Search code examples
phpregexregex-negation

Regex to "normalize" usage of SPACE after . , : chars (and some exceptions)


I need to normalize some texts (product descriptions) in regard to the correct usage of .,,,: symbols (no space before and one space after)

The regex I've come up with is this:

$variation['DESCRIPTION'] = preg_replace('#\s*([:,.])\s*(?!<br />)#', '$1 ', $variation['DESCRIPTION']);

The problem is that this matches four cases it shouldn't touch:

  • Any decimal number, like 5.5
  • Any thousand separator, like 4,500
  • A "fixed" phrase in Greek, ό,τι
  • The ellipsis symbol, ... - Basically ellipsis is a totally special case, that I'm thinking should be taken care of in a separate preg_replace maybe? I mean, the three dots should be treated as one thing, meaning that some text ... should indeed be matched and converted to some text... but not to some text. . .

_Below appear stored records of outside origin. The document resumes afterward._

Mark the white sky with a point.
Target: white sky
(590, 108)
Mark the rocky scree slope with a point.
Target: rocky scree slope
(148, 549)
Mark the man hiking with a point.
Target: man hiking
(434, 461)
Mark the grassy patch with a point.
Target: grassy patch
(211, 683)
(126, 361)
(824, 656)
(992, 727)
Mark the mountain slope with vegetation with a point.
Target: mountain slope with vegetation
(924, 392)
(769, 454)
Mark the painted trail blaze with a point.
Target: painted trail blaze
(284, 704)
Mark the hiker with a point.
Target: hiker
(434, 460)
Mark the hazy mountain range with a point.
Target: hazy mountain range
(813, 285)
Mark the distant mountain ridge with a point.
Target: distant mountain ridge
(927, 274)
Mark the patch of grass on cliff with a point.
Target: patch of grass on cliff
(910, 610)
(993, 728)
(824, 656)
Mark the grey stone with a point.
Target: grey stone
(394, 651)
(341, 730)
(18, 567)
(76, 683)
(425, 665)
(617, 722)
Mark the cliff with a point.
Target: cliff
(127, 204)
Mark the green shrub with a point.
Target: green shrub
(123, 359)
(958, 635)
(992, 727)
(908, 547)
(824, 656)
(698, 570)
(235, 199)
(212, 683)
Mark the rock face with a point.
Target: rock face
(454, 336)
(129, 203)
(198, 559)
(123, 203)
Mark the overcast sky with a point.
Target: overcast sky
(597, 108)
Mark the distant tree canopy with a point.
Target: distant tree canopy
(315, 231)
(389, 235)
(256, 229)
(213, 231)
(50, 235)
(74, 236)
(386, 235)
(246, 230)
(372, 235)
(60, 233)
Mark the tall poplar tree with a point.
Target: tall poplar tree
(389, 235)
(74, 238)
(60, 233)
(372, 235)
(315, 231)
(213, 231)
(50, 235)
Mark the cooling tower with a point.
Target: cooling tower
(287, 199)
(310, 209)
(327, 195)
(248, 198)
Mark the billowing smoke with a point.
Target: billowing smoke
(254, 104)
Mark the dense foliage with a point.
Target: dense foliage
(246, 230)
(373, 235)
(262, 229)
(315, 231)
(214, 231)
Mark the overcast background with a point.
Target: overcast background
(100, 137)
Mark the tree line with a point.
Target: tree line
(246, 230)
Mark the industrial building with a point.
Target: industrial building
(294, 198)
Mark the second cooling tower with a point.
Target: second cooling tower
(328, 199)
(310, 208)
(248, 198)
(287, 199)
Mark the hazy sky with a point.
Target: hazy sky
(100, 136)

Especially for the numeric exception, I know it can be achieved with some negative lookahead/lookbehind but unfortunately I can't combine them in my current pattern.

This is a fiddle for you to check (the cases that shouldn't be matched are in lines 2, 3, 4).

EDIT: Both of the solutions posted below work fine, but end up adding a space after the last fullstop of the description. This is not much of a problem, as earlier in my code, I was taking care of the <br />s and spaces at the beginning and end of the description, so I moved this preg_replace before that one...

So, the final code I ended up using is this:

$variation['DESCRIPTION'] = preg_replace('#\s*([:,.])(?!(?<=\d.)\d)(?!(?<=ό,)τι)\s*#ui', '$1 ', $variation['DESCRIPTION']);
$variation['DESCRIPTION'] = preg_replace('#^\s*(<br />)*\s*|\s*(<br />)*\s*$#', '', $variation['DESCRIPTION']);

So the only thing that's left to achieve is alter this code so that it treats the ellipsis the way I describe above.

Any help with this last requirement will be very much appreciated! TIA


Solution

  • You can add two lookaheads containing lookbehinds:

    \s*(\.{2,}|[:,.](?!(?<=ό,)τι)(?!(?<=\d.)\d))(?!\s*<br\s*/>)\s*
    

    See the regex demo. Note that I also added \s* to the last lookahead and swapped it with the consuming \s* to fail the match if there is <br/> after any zero or more whitespaces after the :, , or ..

    Details

    • \s* - zero or more whitespaces
    • (\.{2,}|[:,.]) - Group 1: two or more dots, or a :, , or .
    • (?!(?<=ό,)τι) - fail the match if the next two chars are τι preceded with ό,
    • (?!(?<=\d.)\d) - fail the match if the next char is a digit preceded with a digit and any char (note that a . is enough since the [:,.] already match the char allowed/required, here, we just need to "jump" over that matched char)
    • (?!\s*<br\s*/>) - a negative lookahead that fails the match if there are zero or more whitespaces, <br, zero or more whitespaces, /> immediately to the right of the current location.
    • \s* - zero or more whitespaces.